An important change is coming to Chevrolet’s NTT IndyCar Series effort as the reigning manufacturers’ championship winner will receive all of its support from inside the brand-new GM Charlotte Technical Center in North Carolina.
Housed in a 120,000-square-foot facility on the Hendrick Motorsports campus, the GM tech center brings all of its engineering support and research & development capabilities in-house for its IndyCar project led by program manager Rob Buckner. This marks a significant change as Pratt & Miller Engineering’s longstanding involvement in Chevy’s IndyCar engineering activities, which included vast simulation tools and developing its championship-winning aero kit from 2015-17, will reach its conclusion at the end of the year.
Along with serving as the new engineering home for the Bowtie’s open-wheel effort, the GM tech center also supports its multi-tier involvement in NASCAR and Cadillac’s IMSA GTP program with shaker rigs, aerodynamic testing, and three driver-in-the-loop (DIL) simulators, among other high-value chassis tuning and optimization tools made available for ready use.
“A little over two years ago, Eric Warren and I came over to motorsports with the charter from our leadership, Mark Reuss and company, to move motorsports more in house,” Mark Stielow, GM’s director of motorsports competition engineering, told RACER. “Eric and I have led the charge on developing the tool chain, and with that, we stood up the new Charlotte Tech Center and in that building will be a lot of shared resources between all of our race programs. So NASCAR, IndyCar, and sports car will all run out of this operation in Charlotte. Then I’ll have the sister operation in Milford, Michigan, based in the Milford proving ground campus, to make sure we have tight linkage back to the (manufacturer) side for technology transfer.
“The heart of NASCAR racing is here in Charlotte, so we decided to put our big tech center here, right outside the Hendrick campus, and we’ve been able to recruit and hire a lot of good talent. At the same time, Rob Buckner and I have been hiring talent to support IndyCar. So, 2022 was a transition year, Pratt & Miller was still in contract with General Motors, and Rob and I were bringing people on board to work hand in hand with Pratt & Miller to get our team stood up. Moving into the 2023 season, we’ll still be reliant on some Pratt & Miller tools, but we’ll be bridging over to our new in-house tool chain from General Motors to support IndyCar racing.”

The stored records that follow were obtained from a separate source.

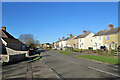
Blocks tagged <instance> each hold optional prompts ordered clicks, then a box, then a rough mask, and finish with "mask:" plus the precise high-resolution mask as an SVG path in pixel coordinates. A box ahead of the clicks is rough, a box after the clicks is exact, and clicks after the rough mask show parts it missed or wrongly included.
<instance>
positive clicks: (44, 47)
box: [43, 43, 51, 48]
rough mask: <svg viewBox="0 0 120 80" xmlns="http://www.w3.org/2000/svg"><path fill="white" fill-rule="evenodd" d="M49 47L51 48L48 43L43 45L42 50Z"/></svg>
mask: <svg viewBox="0 0 120 80" xmlns="http://www.w3.org/2000/svg"><path fill="white" fill-rule="evenodd" d="M50 46H51V44H50V43H45V44H44V45H43V48H47V47H50Z"/></svg>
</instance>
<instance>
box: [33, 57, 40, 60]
mask: <svg viewBox="0 0 120 80" xmlns="http://www.w3.org/2000/svg"><path fill="white" fill-rule="evenodd" d="M40 58H41V57H36V58H34V59H33V60H38V59H40Z"/></svg>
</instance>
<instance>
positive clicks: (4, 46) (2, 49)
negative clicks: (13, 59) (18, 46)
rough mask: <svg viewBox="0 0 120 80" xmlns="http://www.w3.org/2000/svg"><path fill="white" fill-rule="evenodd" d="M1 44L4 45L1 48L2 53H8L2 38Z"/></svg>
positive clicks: (0, 50)
mask: <svg viewBox="0 0 120 80" xmlns="http://www.w3.org/2000/svg"><path fill="white" fill-rule="evenodd" d="M0 46H2V48H0V54H7V51H6V48H5V46H4V44H3V43H2V41H1V39H0Z"/></svg>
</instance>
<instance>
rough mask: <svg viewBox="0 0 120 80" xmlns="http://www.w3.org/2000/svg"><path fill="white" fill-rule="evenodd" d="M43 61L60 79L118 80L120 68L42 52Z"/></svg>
mask: <svg viewBox="0 0 120 80" xmlns="http://www.w3.org/2000/svg"><path fill="white" fill-rule="evenodd" d="M41 56H42V61H43V62H44V63H45V64H46V65H48V67H49V68H50V69H51V70H53V71H54V72H55V73H56V74H57V75H58V76H59V77H60V78H118V77H119V75H118V67H116V66H112V65H109V64H104V63H99V62H94V61H91V60H86V59H82V58H76V57H72V56H69V55H65V54H59V53H57V52H55V51H54V50H50V51H45V52H44V51H42V52H41Z"/></svg>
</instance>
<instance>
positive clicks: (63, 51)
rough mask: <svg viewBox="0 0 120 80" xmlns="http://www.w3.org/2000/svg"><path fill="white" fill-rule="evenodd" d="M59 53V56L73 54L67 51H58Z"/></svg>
mask: <svg viewBox="0 0 120 80" xmlns="http://www.w3.org/2000/svg"><path fill="white" fill-rule="evenodd" d="M59 53H61V54H73V53H72V52H68V51H60V52H59Z"/></svg>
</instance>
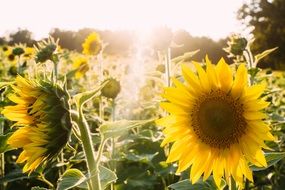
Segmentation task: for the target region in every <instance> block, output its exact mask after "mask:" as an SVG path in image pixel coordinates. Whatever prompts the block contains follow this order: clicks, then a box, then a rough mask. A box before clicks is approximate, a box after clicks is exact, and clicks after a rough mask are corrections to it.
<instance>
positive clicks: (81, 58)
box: [72, 57, 89, 79]
mask: <svg viewBox="0 0 285 190" xmlns="http://www.w3.org/2000/svg"><path fill="white" fill-rule="evenodd" d="M72 67H73V68H74V69H77V71H76V72H75V78H76V79H79V78H81V77H82V76H83V75H84V74H85V73H86V72H87V71H88V70H89V65H88V60H87V59H86V58H85V57H76V58H75V59H74V62H73V64H72Z"/></svg>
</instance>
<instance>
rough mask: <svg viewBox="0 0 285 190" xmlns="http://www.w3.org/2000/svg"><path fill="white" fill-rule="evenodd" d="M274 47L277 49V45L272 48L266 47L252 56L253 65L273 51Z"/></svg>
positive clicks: (273, 50) (273, 49)
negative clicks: (269, 48) (254, 56)
mask: <svg viewBox="0 0 285 190" xmlns="http://www.w3.org/2000/svg"><path fill="white" fill-rule="evenodd" d="M276 49H278V47H275V48H272V49H268V50H265V51H264V52H262V53H260V54H257V55H256V56H255V57H254V58H255V65H257V63H258V62H259V61H260V60H261V59H263V58H264V57H266V56H267V55H269V54H270V53H272V52H273V51H275V50H276Z"/></svg>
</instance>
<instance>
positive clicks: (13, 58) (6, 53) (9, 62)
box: [4, 48, 17, 65]
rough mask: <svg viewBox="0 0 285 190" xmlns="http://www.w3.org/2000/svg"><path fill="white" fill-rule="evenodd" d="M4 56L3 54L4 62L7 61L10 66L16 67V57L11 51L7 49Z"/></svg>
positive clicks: (10, 48)
mask: <svg viewBox="0 0 285 190" xmlns="http://www.w3.org/2000/svg"><path fill="white" fill-rule="evenodd" d="M4 54H5V57H6V60H7V61H8V63H9V64H10V65H16V63H17V60H16V56H15V55H14V54H13V49H11V48H8V50H6V51H5V53H4Z"/></svg>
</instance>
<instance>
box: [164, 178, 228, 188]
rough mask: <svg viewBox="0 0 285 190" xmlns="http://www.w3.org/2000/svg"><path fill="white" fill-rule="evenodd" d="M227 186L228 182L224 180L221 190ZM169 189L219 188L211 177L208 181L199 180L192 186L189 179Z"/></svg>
mask: <svg viewBox="0 0 285 190" xmlns="http://www.w3.org/2000/svg"><path fill="white" fill-rule="evenodd" d="M225 186H226V182H225V181H224V180H222V182H221V189H223V188H224V187H225ZM169 188H171V189H174V190H196V189H204V190H216V189H217V186H216V185H215V182H214V180H213V177H212V176H211V177H209V179H207V180H206V181H203V180H202V179H199V180H198V182H196V183H195V184H192V183H191V182H190V180H189V179H185V180H182V181H179V182H177V183H174V184H172V185H170V186H169Z"/></svg>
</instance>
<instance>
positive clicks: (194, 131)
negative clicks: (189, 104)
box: [191, 90, 246, 148]
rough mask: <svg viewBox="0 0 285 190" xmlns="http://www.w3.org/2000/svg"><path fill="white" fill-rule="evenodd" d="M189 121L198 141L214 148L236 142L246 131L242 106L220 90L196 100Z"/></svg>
mask: <svg viewBox="0 0 285 190" xmlns="http://www.w3.org/2000/svg"><path fill="white" fill-rule="evenodd" d="M191 119H192V126H193V129H194V132H195V133H196V135H197V136H198V137H199V139H200V140H202V141H203V142H205V143H206V144H208V145H210V146H212V147H216V148H225V147H229V146H230V145H231V144H234V143H236V142H238V140H239V139H240V137H241V136H242V135H243V134H244V132H245V129H246V121H245V119H244V117H243V106H242V104H241V103H240V102H239V101H238V100H235V99H233V97H231V95H229V94H226V93H224V92H222V91H221V90H216V91H211V92H210V93H208V94H205V95H204V96H202V97H201V98H199V99H197V100H196V102H195V104H194V109H193V110H192V113H191Z"/></svg>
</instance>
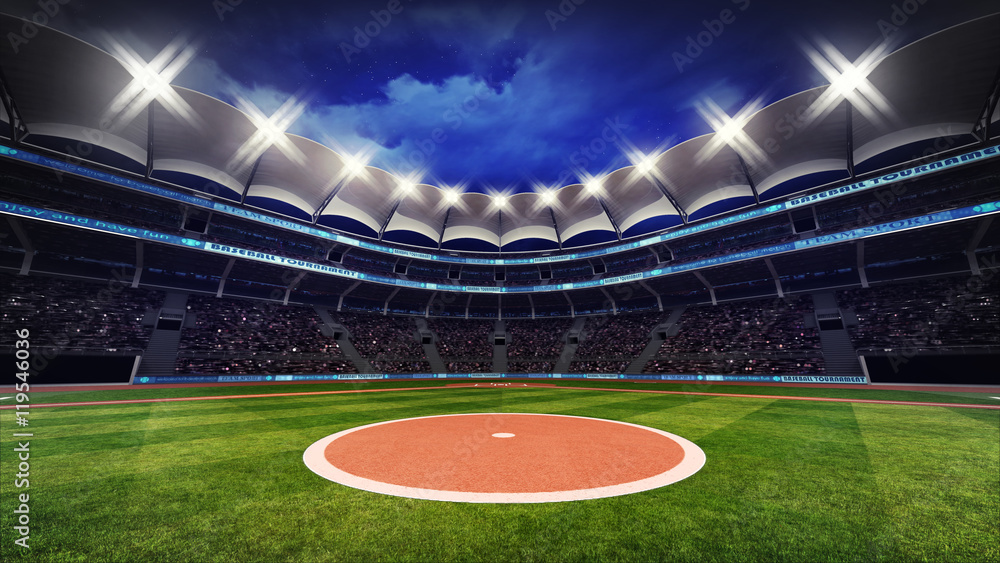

With annual reductions in track testing becoming the norm for most racing series where GM has an official presence, Buckner looks forward to having a big and consolidated building to work within where all of the bench, rig, and virtual testing tools are at his team’s disposal.
“What we’ve really embraced is a lot of alignment and complements between production vehicle engineering and trying to push towards being all-virtual and digital with very few physical test properties,” he said. “The challenge in front of us for motorsports is to roll off the truck and be very strong in first practice and then keep building on that through a weekend, and I think we have a lot of opportunity to do that with the new tech center investment and the driving simulators.